It’s Research Wednesday! Where I share the latest, or most fascinating, in the science of friendship.
“Over the past few years, a series of highly publicized studies by two researchers have concluded that behaviors like [overeating, smoking and drug use] can be literally contagious — passed from person to person. … But now those surprising conclusions have drawn heated criticism from other scientists who claim that the studies’ methodology was flawed and the original data completely inadequate to estimate the role that contagion might play in the spread of these behaviors.” (“Catching Obesity From Friends Might Not Be So Easy” New York Times, 8/9/2011)
You know how one day scientists will say something is unhealthy–red wine, perhaps, or chocolate, or cheese–and the next day they’ll be telling you to get at least three servings a day? How one day fat was the devil, until it wasn’t, and instead we should cut the carbs. And then carbs got added back, but only the unprocessed ones, and sugar became the target? That’s what’s becoming of the latest friend research.
First, behavior was contagious. The activities of our friends was the most important thing when it came to our own healthy behavior. I wrote on this blog about research that said unemployment could be “caught” between buddies. But the same held true, supposedly, for smoking, drinking, levels of happiness, exhaustion, and weight. The theory as to how this contagion works is interesting and, in my opinion, convincing. Here, the author is referencing weight contagion: “A person’s idea of an acceptable weight, or an acceptable portion size, changes when he sees how big his friends are or how much they eat.”
This was the claim of the researchers, and I buy it. My ideas of what is acceptable is directly influenced by my friends, if I’m being honest. Not just any friends but, for me, it’s the friends I see regularly. They influence what I deem “normal” and then, subconsciously or not, I adapt to fit that mold.
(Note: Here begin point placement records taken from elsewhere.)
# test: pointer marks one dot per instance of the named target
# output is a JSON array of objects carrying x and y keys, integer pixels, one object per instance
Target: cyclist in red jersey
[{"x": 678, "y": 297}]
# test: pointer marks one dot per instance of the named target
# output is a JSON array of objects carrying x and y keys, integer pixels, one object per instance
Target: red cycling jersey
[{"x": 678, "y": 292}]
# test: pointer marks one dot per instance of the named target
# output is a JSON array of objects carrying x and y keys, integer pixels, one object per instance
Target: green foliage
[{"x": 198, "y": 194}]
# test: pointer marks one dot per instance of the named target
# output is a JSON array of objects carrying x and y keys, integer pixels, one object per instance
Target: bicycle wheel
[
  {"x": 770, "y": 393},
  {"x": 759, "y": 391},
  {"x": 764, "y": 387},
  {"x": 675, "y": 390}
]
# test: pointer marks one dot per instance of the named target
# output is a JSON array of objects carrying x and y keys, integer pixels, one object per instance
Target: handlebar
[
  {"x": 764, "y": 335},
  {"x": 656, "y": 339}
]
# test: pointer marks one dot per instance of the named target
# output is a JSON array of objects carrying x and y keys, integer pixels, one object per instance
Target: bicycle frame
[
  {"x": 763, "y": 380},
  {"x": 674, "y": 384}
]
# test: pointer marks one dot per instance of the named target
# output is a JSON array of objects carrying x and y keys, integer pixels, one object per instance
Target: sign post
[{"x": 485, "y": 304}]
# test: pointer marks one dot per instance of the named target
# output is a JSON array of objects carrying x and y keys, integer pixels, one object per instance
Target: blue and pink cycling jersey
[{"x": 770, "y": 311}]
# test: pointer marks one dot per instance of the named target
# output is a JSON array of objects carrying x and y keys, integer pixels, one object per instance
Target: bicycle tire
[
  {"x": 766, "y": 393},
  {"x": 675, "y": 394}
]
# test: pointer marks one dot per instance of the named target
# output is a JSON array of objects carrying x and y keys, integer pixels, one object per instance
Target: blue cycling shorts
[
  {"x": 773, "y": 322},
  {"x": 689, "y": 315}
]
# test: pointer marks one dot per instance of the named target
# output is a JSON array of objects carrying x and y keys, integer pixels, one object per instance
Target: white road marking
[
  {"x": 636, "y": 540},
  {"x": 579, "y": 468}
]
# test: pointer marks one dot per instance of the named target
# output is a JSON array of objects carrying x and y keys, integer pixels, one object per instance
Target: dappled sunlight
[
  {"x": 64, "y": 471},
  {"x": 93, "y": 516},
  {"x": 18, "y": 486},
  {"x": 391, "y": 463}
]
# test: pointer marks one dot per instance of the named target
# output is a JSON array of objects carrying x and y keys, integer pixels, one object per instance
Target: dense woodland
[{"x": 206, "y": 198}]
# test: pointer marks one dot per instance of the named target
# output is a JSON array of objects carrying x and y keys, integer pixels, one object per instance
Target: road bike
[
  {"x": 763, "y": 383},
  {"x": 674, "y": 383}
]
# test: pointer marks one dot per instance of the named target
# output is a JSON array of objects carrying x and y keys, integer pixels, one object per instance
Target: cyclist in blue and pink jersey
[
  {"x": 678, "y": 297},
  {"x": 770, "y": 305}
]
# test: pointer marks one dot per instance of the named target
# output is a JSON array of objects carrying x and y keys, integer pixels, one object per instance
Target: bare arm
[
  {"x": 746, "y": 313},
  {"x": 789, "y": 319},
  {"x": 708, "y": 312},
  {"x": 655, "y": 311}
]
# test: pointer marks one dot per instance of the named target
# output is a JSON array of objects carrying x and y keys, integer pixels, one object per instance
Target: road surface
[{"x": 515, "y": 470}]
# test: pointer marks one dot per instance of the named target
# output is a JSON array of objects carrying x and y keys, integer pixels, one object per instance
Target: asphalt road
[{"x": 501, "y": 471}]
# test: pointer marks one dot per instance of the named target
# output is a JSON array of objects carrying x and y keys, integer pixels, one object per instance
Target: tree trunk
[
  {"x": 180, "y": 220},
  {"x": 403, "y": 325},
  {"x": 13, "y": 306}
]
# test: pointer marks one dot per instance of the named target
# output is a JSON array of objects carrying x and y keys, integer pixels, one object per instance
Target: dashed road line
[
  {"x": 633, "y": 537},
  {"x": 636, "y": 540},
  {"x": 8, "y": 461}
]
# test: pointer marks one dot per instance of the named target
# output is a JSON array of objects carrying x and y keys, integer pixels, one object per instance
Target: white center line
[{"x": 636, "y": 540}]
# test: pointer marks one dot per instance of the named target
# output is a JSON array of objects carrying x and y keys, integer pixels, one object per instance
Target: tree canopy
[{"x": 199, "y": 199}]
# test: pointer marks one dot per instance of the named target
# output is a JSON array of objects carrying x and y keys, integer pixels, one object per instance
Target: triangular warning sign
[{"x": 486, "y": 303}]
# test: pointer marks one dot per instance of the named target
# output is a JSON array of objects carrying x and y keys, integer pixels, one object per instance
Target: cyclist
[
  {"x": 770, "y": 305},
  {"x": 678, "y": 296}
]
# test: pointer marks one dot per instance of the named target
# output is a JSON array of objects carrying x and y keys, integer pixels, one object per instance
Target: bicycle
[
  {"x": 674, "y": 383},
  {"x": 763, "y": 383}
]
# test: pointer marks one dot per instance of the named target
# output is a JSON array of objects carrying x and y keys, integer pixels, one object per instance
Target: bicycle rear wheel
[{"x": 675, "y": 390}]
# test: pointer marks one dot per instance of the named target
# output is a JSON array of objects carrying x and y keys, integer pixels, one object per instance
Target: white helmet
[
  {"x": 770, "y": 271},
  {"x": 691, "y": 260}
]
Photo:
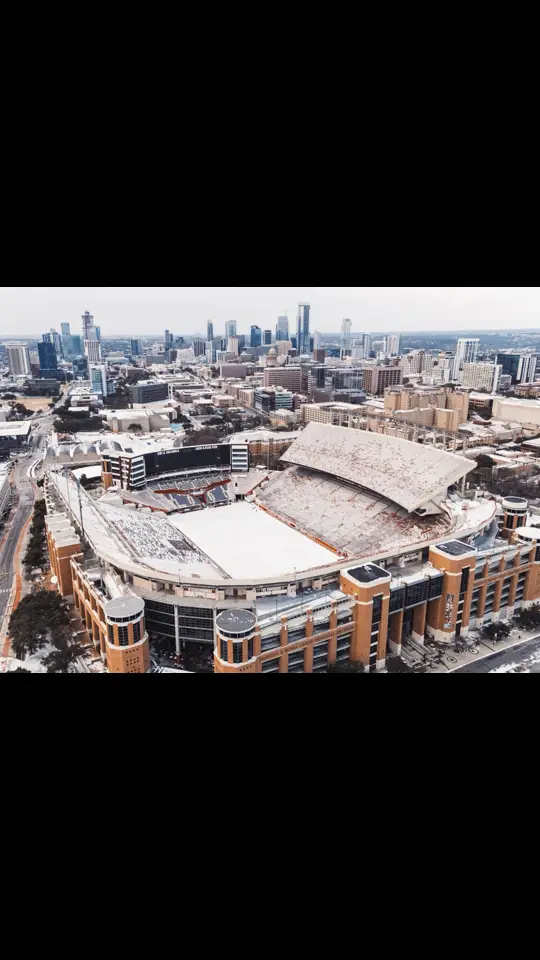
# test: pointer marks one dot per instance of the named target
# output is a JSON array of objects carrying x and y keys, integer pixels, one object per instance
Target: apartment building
[
  {"x": 481, "y": 376},
  {"x": 18, "y": 359},
  {"x": 405, "y": 400},
  {"x": 378, "y": 377},
  {"x": 148, "y": 391},
  {"x": 338, "y": 414},
  {"x": 267, "y": 399},
  {"x": 287, "y": 376}
]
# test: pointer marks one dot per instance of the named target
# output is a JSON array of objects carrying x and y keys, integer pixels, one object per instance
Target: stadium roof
[{"x": 409, "y": 474}]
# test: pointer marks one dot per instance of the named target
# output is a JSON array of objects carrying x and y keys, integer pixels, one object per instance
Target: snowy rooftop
[
  {"x": 15, "y": 428},
  {"x": 247, "y": 542},
  {"x": 255, "y": 436},
  {"x": 406, "y": 473},
  {"x": 355, "y": 522}
]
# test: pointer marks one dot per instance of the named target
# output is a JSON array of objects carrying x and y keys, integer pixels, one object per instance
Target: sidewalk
[{"x": 483, "y": 648}]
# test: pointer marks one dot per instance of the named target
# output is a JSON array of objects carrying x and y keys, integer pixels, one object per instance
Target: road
[
  {"x": 516, "y": 655},
  {"x": 25, "y": 489}
]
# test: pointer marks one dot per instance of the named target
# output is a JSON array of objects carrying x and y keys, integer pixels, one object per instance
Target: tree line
[{"x": 42, "y": 619}]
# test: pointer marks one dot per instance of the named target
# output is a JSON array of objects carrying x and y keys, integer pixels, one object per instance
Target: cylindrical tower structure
[
  {"x": 127, "y": 640},
  {"x": 236, "y": 641},
  {"x": 515, "y": 515}
]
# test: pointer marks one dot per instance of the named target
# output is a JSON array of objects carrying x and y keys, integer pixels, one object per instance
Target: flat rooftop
[
  {"x": 247, "y": 542},
  {"x": 14, "y": 428},
  {"x": 454, "y": 548},
  {"x": 406, "y": 473},
  {"x": 368, "y": 573}
]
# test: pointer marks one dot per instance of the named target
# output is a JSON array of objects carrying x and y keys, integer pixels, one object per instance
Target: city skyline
[{"x": 129, "y": 311}]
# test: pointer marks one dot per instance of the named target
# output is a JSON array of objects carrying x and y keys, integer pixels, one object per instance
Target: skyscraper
[
  {"x": 282, "y": 329},
  {"x": 392, "y": 344},
  {"x": 466, "y": 352},
  {"x": 88, "y": 321},
  {"x": 98, "y": 377},
  {"x": 18, "y": 359},
  {"x": 57, "y": 340},
  {"x": 521, "y": 367},
  {"x": 346, "y": 334},
  {"x": 302, "y": 328},
  {"x": 48, "y": 360},
  {"x": 92, "y": 349}
]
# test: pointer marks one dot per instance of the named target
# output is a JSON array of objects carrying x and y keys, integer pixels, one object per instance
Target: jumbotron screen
[{"x": 188, "y": 458}]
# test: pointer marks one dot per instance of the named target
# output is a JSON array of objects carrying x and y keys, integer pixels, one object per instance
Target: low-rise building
[
  {"x": 526, "y": 412},
  {"x": 337, "y": 414},
  {"x": 147, "y": 391}
]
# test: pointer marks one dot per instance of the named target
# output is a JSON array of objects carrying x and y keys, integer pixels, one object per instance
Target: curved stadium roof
[{"x": 410, "y": 474}]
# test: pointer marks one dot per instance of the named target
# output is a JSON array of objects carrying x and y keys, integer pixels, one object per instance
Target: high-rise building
[
  {"x": 302, "y": 328},
  {"x": 466, "y": 352},
  {"x": 98, "y": 378},
  {"x": 67, "y": 340},
  {"x": 346, "y": 326},
  {"x": 48, "y": 360},
  {"x": 287, "y": 376},
  {"x": 18, "y": 359},
  {"x": 391, "y": 344},
  {"x": 56, "y": 339},
  {"x": 282, "y": 328},
  {"x": 518, "y": 365},
  {"x": 92, "y": 349},
  {"x": 481, "y": 376},
  {"x": 232, "y": 345},
  {"x": 88, "y": 321}
]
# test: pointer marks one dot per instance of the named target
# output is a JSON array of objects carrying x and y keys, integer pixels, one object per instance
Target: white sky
[{"x": 139, "y": 310}]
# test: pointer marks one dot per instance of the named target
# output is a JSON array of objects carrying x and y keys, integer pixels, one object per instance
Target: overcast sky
[{"x": 139, "y": 310}]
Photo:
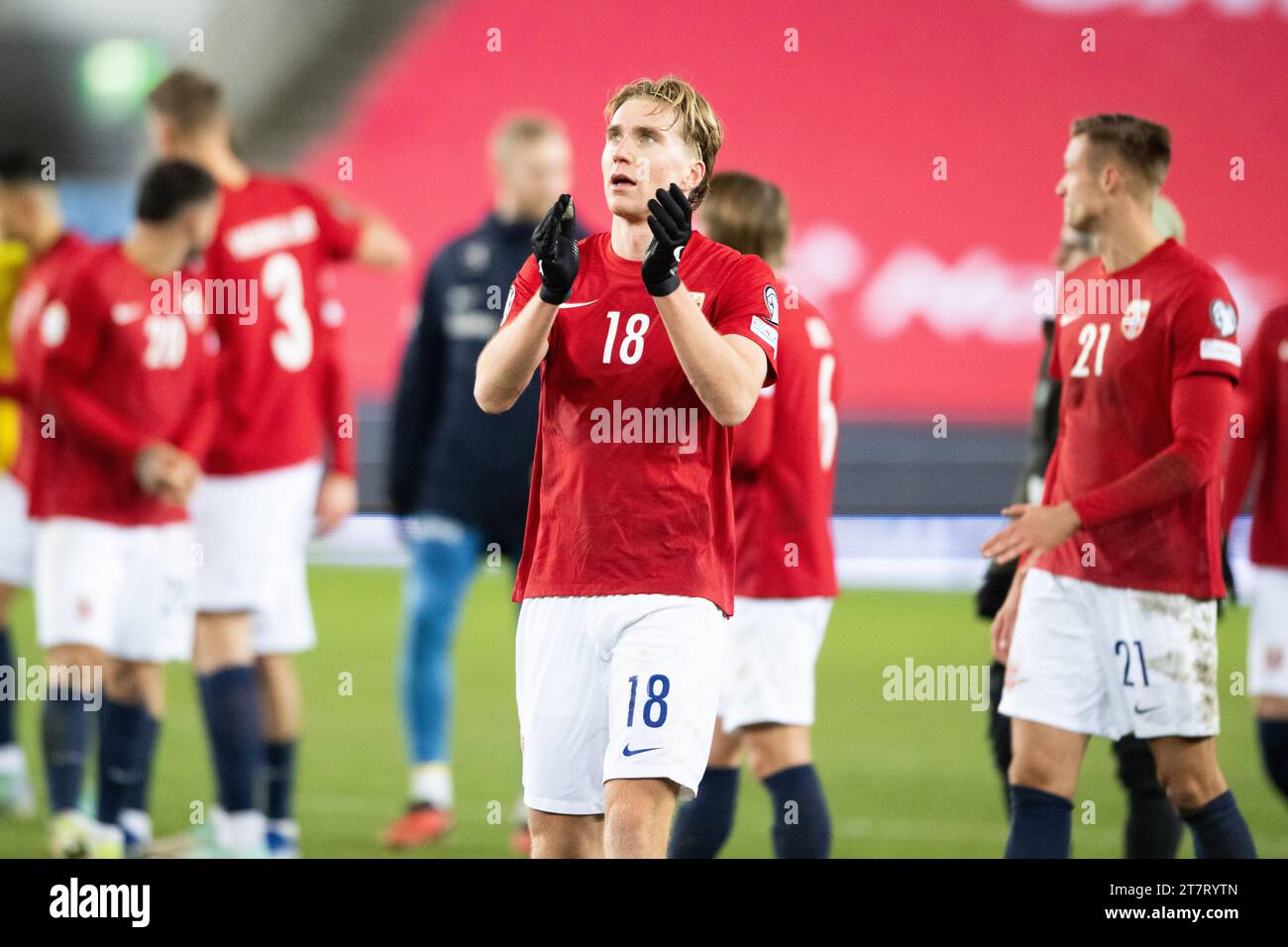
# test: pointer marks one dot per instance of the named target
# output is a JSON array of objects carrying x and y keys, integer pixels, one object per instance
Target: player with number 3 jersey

But “not so fast!” say the other scientists. (They really love challenging each other’s research don’t they? Tough crowd.) Apparently, according to the haters, it’s “impossible to separate homophily [the tendency to choose friends like oneself] from contagion.” So, basically, there’s no way of knowing if people are “catching” behaviors, or simply flocking to those who behave as they do. Birds of a feather and all that…
The end result: Smokers are friends with smokers, happy people hang with other happy people, and when your friends eat too much, you probably do too. The reasons why this is the case? Still up for debate.
Oh, the scientists. They’re just never satisfied.
Have you ever noticed that your behaviors are similar to the friends you associate with? If so, do you get the sense that you chose your pals (however subconsciously) because of these similarities? Or have you grown more similar–passing behaviors between you like the flu–as your relationship has progressed?